Aklı iyiden iyiye karışmıştı, Hastanenin yanına ne zaman niçin gelmişti bilemiyordu.
“Sen hemşiresin. Ayşe’nin kızı.”
“Ayşe değil Hülya’nın. Neyse, doktor görsün, sonra eve gideriz olur mu?”
***
Genç adam ikinci kurabiyeyi ısırırken telefonu çalmaya başladı. Annesi görüntülü arıyordu. Kamerayı önce kurabiyelere sonra yüzüne tuttu.

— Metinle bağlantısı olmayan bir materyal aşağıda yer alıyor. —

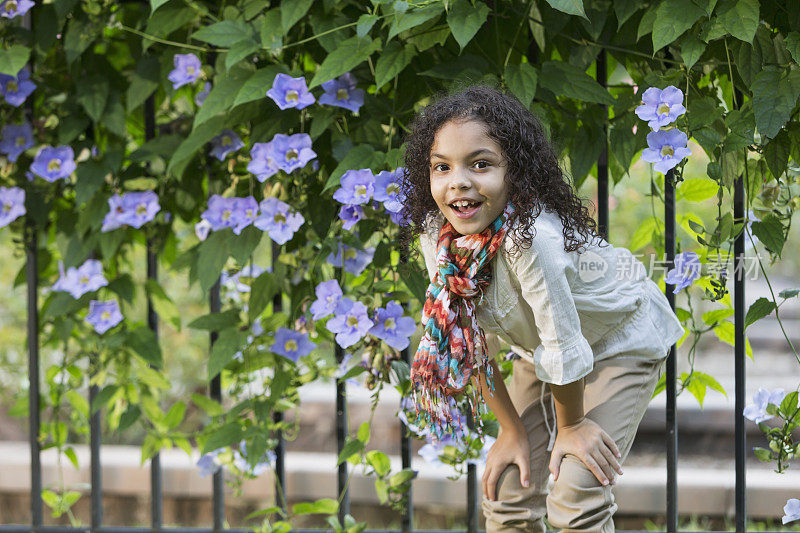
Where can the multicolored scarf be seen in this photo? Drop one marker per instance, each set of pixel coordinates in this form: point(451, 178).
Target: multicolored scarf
point(453, 345)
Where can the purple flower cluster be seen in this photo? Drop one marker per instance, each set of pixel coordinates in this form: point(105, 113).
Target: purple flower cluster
point(15, 8)
point(187, 70)
point(283, 152)
point(666, 148)
point(289, 92)
point(272, 215)
point(15, 139)
point(15, 89)
point(12, 204)
point(357, 187)
point(78, 281)
point(52, 164)
point(103, 315)
point(132, 209)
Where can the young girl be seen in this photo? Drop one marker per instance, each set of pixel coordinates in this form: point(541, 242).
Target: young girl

“Anneannem evde yok ama hazırlıklar tam, anahtarı kapının üstünde bırakmış.”
“Sakın o gelmeden gitme.”
“Bir saate arkadaşların yanında olmam lazım, gelir herhalde, olmadı not yazar masaya bırakırım.”
“Arkadaşlarını yeni görüyorsun sanki.”
“Bilmiyormuş gibi konuşma anne, Clarice var orda. Çakallar sarmıştır etrafını. Bütün gün burada bekleyemem.”
***
Hastanede Nergis Hanımın yükselen tansiyonu düşürüldü Alzheimer bantları yapıştırıldı. Zihnindeki sis dağılmış algıları normale dönmüştü. “Evden çıkarken para almamışım,” dedi mahcup bir tonla. “Ne kadar harcadıysan gidince veririm kızım.”

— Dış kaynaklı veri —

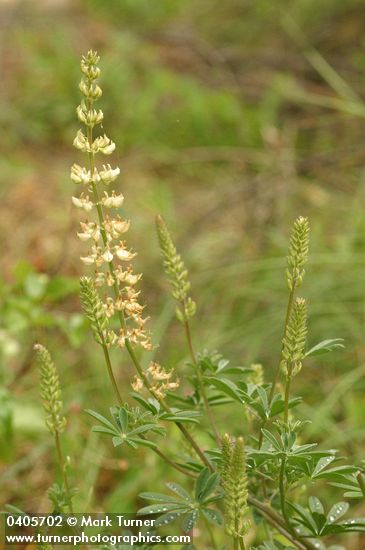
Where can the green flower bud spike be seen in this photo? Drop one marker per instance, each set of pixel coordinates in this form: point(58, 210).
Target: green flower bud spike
point(176, 272)
point(52, 404)
point(95, 312)
point(295, 339)
point(50, 391)
point(298, 252)
point(293, 351)
point(234, 482)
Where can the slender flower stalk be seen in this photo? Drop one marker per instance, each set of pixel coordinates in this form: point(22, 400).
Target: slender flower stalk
point(234, 482)
point(296, 260)
point(177, 275)
point(52, 403)
point(114, 279)
point(293, 347)
point(108, 255)
point(108, 252)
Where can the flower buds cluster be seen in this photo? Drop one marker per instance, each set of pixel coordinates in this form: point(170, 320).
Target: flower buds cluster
point(175, 271)
point(234, 482)
point(50, 391)
point(108, 253)
point(159, 379)
point(298, 252)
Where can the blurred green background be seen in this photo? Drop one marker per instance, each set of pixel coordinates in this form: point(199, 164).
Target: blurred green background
point(231, 119)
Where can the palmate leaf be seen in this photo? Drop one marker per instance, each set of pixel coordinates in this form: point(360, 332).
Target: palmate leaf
point(180, 491)
point(190, 520)
point(162, 508)
point(180, 416)
point(319, 524)
point(206, 484)
point(159, 497)
point(120, 433)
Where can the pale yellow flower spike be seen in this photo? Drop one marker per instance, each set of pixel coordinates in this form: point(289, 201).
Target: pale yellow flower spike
point(107, 253)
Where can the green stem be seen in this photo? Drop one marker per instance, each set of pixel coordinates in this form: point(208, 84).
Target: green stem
point(157, 451)
point(282, 491)
point(277, 372)
point(63, 471)
point(111, 374)
point(120, 313)
point(279, 524)
point(201, 383)
point(287, 395)
point(361, 480)
point(211, 534)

“Hallederiz, şimdi bir an önce çıkalım. Bu kadar hastane yeter. Yarın sabah yine buradayım.”
Küçük bir çocuk gibiydi. Her atakta beyin hücrelerinin bir kısmı ölüyor demişti doktor. Bu kadar yakındı demek. İmkânsız olduğunu bile bile, aklı onu tamamen terk etmeden, kızıyla torunuyla birlikte yaşamayı diledi. Belki mucize olur buraya yerleşmeye karar verirlerdi, kim bilir? Kızın koluna girdi eve gitmek üzere yola çıktılar. Yolun karşısına geçip minibüse bindiler. Yürüyerek bir hayli yol kat etmişti. Bakkalın önüne gelince, inmek için sürücüye seslendi. Minibüs ani bir frenle durdu, kapı açıldı kız kolundan yakalamasa kaldırıma yapışacaktı
“Niçin erken indin. Dikkat etsene düşecektin az kalsın.”
“Limonlu gazoz alacağım bakkaldan, Bu gün Özer gelecek, çok sever.” Kız yine aklının gittiğini düşündü. Ama ses çıkarmadı. Özer adını duymuştu annesiyle Kanada’da yaşıyordu.
“Paran yoktu, dur ben vereyim,” dedi, çantasından çıkardığı bozuklukları uzatırken.
“Ödünç alıyorum. Hepsi ne tuttuysa annene söyle.” İyi en azından aklı yerindeydi.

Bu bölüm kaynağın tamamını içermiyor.